VADSTI22

Virtual Applied Data Science Training Institute (VADSTI)

Data Science Approaches to Better Understand Clinical and Genomic Informatics
February 24 – April 22, 2022 | An 8-week data science training series in a virtual setting

About VADSTI

The advancements in technology, and computational tools has made it possible to generate and store large amounts of datasets in many disciplines including public health, clinical and biomedical, genomics and business and economics. There is therefore increased demand for utilization of data analytics capabilities to look at trends, predict outcomes and to make better clinical, health policy and economic decisions.
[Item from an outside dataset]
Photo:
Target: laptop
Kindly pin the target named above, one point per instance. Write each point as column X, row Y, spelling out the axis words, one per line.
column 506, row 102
Skill sets in data science are particularly critical for advancing the science of minority health and health disparities.

The Howard University Research Centers in Minority Institutions, RCMI, Program, with funding from NIH, is pleased to announce VADSTI 2.0, to the Howard University community. Our aim is to enhance data science capability and application by providing training in the foundations of programming and the critical data analytic skills for planning and conducting research that involves big data and pertinent to minority issues. This free training series will cover topics including, Foundations of Data Science, Introduction to Python, Statistical Concepts, Data Exploration and Visualization and Predictive Analytics. Participants will receive a verified digital Certificate of Completion from VADSTI.
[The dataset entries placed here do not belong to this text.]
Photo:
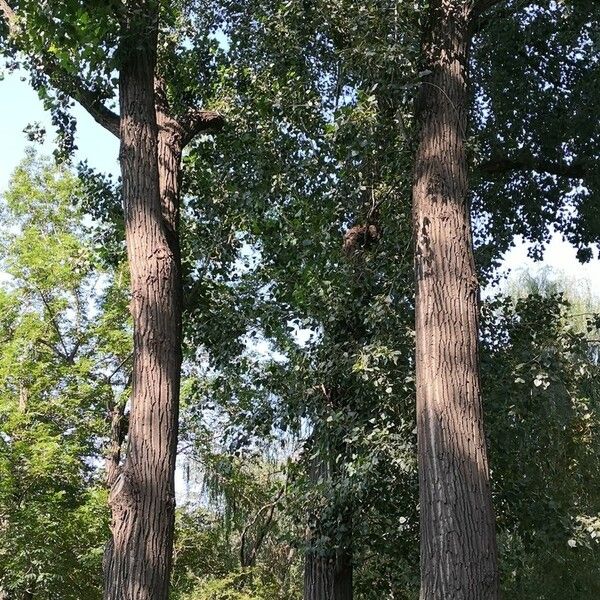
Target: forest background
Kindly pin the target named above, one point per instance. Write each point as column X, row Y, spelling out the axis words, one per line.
column 255, row 394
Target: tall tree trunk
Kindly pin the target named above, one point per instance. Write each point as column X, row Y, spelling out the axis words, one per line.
column 458, row 545
column 142, row 498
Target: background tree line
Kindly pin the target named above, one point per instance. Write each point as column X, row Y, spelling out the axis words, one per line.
column 276, row 261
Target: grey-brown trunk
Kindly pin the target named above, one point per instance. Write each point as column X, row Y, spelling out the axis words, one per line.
column 458, row 545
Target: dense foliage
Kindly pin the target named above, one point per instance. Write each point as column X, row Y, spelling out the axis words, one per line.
column 297, row 422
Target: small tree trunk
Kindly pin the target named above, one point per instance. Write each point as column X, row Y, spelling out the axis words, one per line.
column 142, row 498
column 328, row 577
column 458, row 545
column 328, row 573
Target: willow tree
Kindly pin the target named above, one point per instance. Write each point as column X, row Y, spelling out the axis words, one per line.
column 101, row 55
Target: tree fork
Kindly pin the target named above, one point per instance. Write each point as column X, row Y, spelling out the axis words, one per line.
column 458, row 545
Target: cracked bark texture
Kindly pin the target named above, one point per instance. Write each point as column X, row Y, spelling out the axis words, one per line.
column 142, row 497
column 458, row 546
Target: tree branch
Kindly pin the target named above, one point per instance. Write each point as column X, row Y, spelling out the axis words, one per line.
column 482, row 6
column 196, row 121
column 67, row 83
column 578, row 169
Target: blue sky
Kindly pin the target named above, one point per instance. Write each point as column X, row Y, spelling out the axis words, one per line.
column 19, row 106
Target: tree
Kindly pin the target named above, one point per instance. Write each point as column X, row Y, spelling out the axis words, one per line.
column 74, row 49
column 539, row 372
column 63, row 361
column 458, row 544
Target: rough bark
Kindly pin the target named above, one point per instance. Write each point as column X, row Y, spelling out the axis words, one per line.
column 328, row 577
column 328, row 571
column 142, row 497
column 458, row 546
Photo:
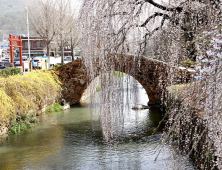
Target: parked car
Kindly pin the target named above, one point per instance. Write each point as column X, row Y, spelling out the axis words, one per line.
column 67, row 59
column 77, row 57
column 2, row 66
column 5, row 62
column 17, row 61
column 37, row 63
To register click the following link – https://vadsti22.eventbrite.com

For questions, contact John Kwagyan, PhD at jkwagyan@howard.edu or Stacey Gerald, MSc. at
stacey.gerald@howard.edu

Program Objectives & Competencies

The primary objective of the 2022 VADSTI program is to provide training in the foundations of
data science and advance analytic skills and introduce tools for clinical and genomic research.
Over the course of the 8-week training program you will:

  • Be introduced to the principles of data science.
  • Be introduced to Python programming skills.
  • Gain practical, hands-on experience with Python and related libraries for accessing data from
    multiple sources.
  • Gain insights in use predictive analytic.
  • Learn about the underlying concepts of probability and statistics for data analytics.
  • Be introduced to advanced statistical analytic techniques utilized in biomedical, clinical, and
    genomic research.
  • Understand the concepts of data partitioning and practice behind supervised and unsupervised
    learning.
  • Be introduced to advanced algorithmic techniques including machine learning and deep
    learning..

Certificate of Completion: Participants who complete 6 of the 8 modules will receive a verified
Certificate of Completion from VADSTI.

Evaluation: At the end of each training module, you will be requested to complete electronic
feedback forms on the extent to which expectations and objectives were met.

Registration & Fees: No fees for participation, but registration is required to attend.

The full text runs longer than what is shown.